Traditionally businesses are not covered by the price cap, but as part of a separate "energy bill relief" scheme, the government is providing additional support for firms.
You will be included in the price cap if you are a dual-fuel customer (use the same company for electricity and gas) on a standard variable tariff, who pays by direct debit, credit, or prepaid meter.
Standard variable tariffs mean your energy company can change the price per unit at any time - in line with global wholesale prices - but is limited by the price cap.
Fixed tariffs are agreed upon annually and mean the price per unit will not change for that year.
These are not included in the price cap, but the government says its energy price guarantee will mean a discount of 17p per kWh for electricity and 4.2p per kWh for gas.
They say this will bring fixed rates down to similar levels as the energy price cap.
If you are locked into an expensive fixed tariff, you can take a meter reading before 1 October to ensure your energy company honours the price guarantee discount.
The government estimates that the new price cap will result in average annual energy bills increasing from £1,971 to £2,500.
But that does not mean people won't be charged more than £2,500 a year for their energy - it is just an estimate for a typical household.
According to Ofgem, a typical household in Britain has 2.4 people living in it - who use 242 kWh of electricity and 1,000 kWh of gas a month.
But all households are different - and their energy usage will depend on how many people live there, what time of day they use the most energy, and how energy efficient their home is.
For example, the government estimates that if you live in a purpose-built flat your average bill will be £1,750.
If you live in a mid-terraced house it will be around £2,350.
Those who live in semi-detached houses will pay around £2,650 a year.
And detached properties will pay roughly £3,300 annually.
Before Liz Truss was appointed prime minister, former Chancellor Rishi Sunak announced all households would receive a £400 discount on their energy bills between October 2022 and March 2023.
From 1 October people will start to receive a £66 discount for October, another for November, and £67 for December, January, February and March.
Some energy companies are directly applying these to bills, while others will credit the amount to customers' bank accounts.
Eight million households in receipt of certain benefits will also get £650 to help with their bills.
Pensioners will receive £300 and some people on special disability benefits will get £150.
People on low incomes and pensioners on pension guarantee credit will get £140 off through the Warm Home Discount.
Vulnerable families can also apply for extra help via their local council and their Household Support Fund.
The government's energy bill relief scheme for England, Scotland and Wales will mean help with firms' energy bills for six months from 1 October.
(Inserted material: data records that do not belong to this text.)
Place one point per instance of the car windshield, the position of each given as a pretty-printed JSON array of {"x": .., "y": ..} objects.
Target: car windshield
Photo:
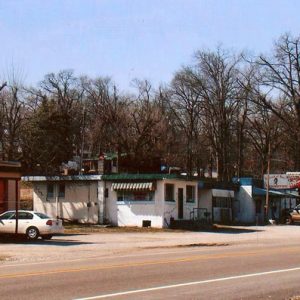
[
  {"x": 7, "y": 215},
  {"x": 42, "y": 216}
]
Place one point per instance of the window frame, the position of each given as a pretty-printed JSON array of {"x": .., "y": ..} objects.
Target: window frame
[
  {"x": 50, "y": 194},
  {"x": 128, "y": 196},
  {"x": 193, "y": 196},
  {"x": 61, "y": 193},
  {"x": 167, "y": 186}
]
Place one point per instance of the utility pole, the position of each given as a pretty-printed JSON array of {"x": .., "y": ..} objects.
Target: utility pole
[
  {"x": 268, "y": 180},
  {"x": 17, "y": 205}
]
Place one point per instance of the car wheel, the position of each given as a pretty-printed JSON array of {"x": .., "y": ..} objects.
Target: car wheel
[
  {"x": 32, "y": 233},
  {"x": 289, "y": 220},
  {"x": 47, "y": 237}
]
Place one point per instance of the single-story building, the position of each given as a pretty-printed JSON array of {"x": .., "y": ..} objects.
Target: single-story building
[
  {"x": 250, "y": 201},
  {"x": 149, "y": 199},
  {"x": 118, "y": 199},
  {"x": 75, "y": 198},
  {"x": 10, "y": 176},
  {"x": 131, "y": 199}
]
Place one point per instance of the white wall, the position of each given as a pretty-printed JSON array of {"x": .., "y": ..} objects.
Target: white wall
[
  {"x": 159, "y": 212},
  {"x": 74, "y": 206},
  {"x": 132, "y": 213}
]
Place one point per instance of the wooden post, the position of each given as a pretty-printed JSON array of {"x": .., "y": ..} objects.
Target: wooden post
[
  {"x": 268, "y": 180},
  {"x": 17, "y": 205}
]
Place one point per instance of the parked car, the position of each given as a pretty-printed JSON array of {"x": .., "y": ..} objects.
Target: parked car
[
  {"x": 30, "y": 223},
  {"x": 294, "y": 215}
]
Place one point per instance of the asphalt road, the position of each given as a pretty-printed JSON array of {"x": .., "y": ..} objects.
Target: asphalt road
[{"x": 224, "y": 272}]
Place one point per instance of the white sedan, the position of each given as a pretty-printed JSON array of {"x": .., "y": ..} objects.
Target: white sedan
[{"x": 30, "y": 223}]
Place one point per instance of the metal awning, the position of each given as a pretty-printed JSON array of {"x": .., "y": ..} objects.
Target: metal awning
[
  {"x": 222, "y": 193},
  {"x": 132, "y": 186},
  {"x": 275, "y": 193}
]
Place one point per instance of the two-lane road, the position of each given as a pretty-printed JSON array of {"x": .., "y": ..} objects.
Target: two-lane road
[{"x": 227, "y": 272}]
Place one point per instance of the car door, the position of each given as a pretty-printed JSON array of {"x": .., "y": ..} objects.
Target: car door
[
  {"x": 24, "y": 221},
  {"x": 7, "y": 222}
]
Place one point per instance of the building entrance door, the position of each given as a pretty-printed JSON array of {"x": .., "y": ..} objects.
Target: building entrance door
[
  {"x": 2, "y": 196},
  {"x": 180, "y": 203}
]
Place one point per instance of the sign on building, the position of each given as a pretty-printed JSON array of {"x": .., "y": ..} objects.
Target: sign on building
[{"x": 290, "y": 180}]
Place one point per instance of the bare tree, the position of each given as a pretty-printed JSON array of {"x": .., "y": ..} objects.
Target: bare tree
[{"x": 281, "y": 74}]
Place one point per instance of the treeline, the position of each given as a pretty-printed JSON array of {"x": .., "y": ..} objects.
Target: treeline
[{"x": 225, "y": 112}]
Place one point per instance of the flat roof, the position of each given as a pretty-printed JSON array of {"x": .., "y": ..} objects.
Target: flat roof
[
  {"x": 155, "y": 176},
  {"x": 62, "y": 178}
]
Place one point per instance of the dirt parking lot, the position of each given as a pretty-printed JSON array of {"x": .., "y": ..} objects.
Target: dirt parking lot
[{"x": 85, "y": 244}]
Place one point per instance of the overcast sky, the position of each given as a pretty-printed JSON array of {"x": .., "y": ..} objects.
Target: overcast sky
[{"x": 128, "y": 39}]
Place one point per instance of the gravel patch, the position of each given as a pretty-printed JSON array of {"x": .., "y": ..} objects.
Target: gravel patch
[{"x": 107, "y": 242}]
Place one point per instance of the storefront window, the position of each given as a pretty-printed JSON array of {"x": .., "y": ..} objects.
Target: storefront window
[
  {"x": 169, "y": 192},
  {"x": 135, "y": 196}
]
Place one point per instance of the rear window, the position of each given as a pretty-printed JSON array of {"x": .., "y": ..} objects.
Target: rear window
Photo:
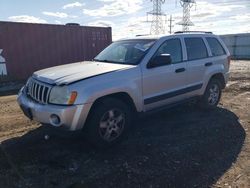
[
  {"x": 196, "y": 48},
  {"x": 215, "y": 46}
]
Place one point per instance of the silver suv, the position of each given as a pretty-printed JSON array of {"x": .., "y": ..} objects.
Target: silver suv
[{"x": 140, "y": 74}]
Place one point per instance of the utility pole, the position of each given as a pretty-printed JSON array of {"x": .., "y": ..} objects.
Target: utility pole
[
  {"x": 186, "y": 22},
  {"x": 170, "y": 24},
  {"x": 157, "y": 23}
]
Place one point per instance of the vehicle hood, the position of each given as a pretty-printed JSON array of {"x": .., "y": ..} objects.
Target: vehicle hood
[{"x": 66, "y": 74}]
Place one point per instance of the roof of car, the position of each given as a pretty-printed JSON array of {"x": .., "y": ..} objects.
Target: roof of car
[{"x": 155, "y": 37}]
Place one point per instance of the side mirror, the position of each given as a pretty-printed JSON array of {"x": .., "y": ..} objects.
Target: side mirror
[{"x": 160, "y": 60}]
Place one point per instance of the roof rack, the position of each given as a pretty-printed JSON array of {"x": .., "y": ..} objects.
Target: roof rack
[{"x": 207, "y": 32}]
A parallel scheme is operating in Northern Ireland.
Wholesale prices businesses pay for electricity will be capped at 21.1p per kWh for electricity and 7.5p per kWh for gas.
This will be applied automatically to companies using variable tariffs.
For those on fixed price contracts, the same discounts will be applied if the agreement started after 1 April 2022.
The savings will appear on bills in November and will be backdated to October.
A review will be published at the end of the year which will help identify "vulnerable" businesses that need support beyond March 2023.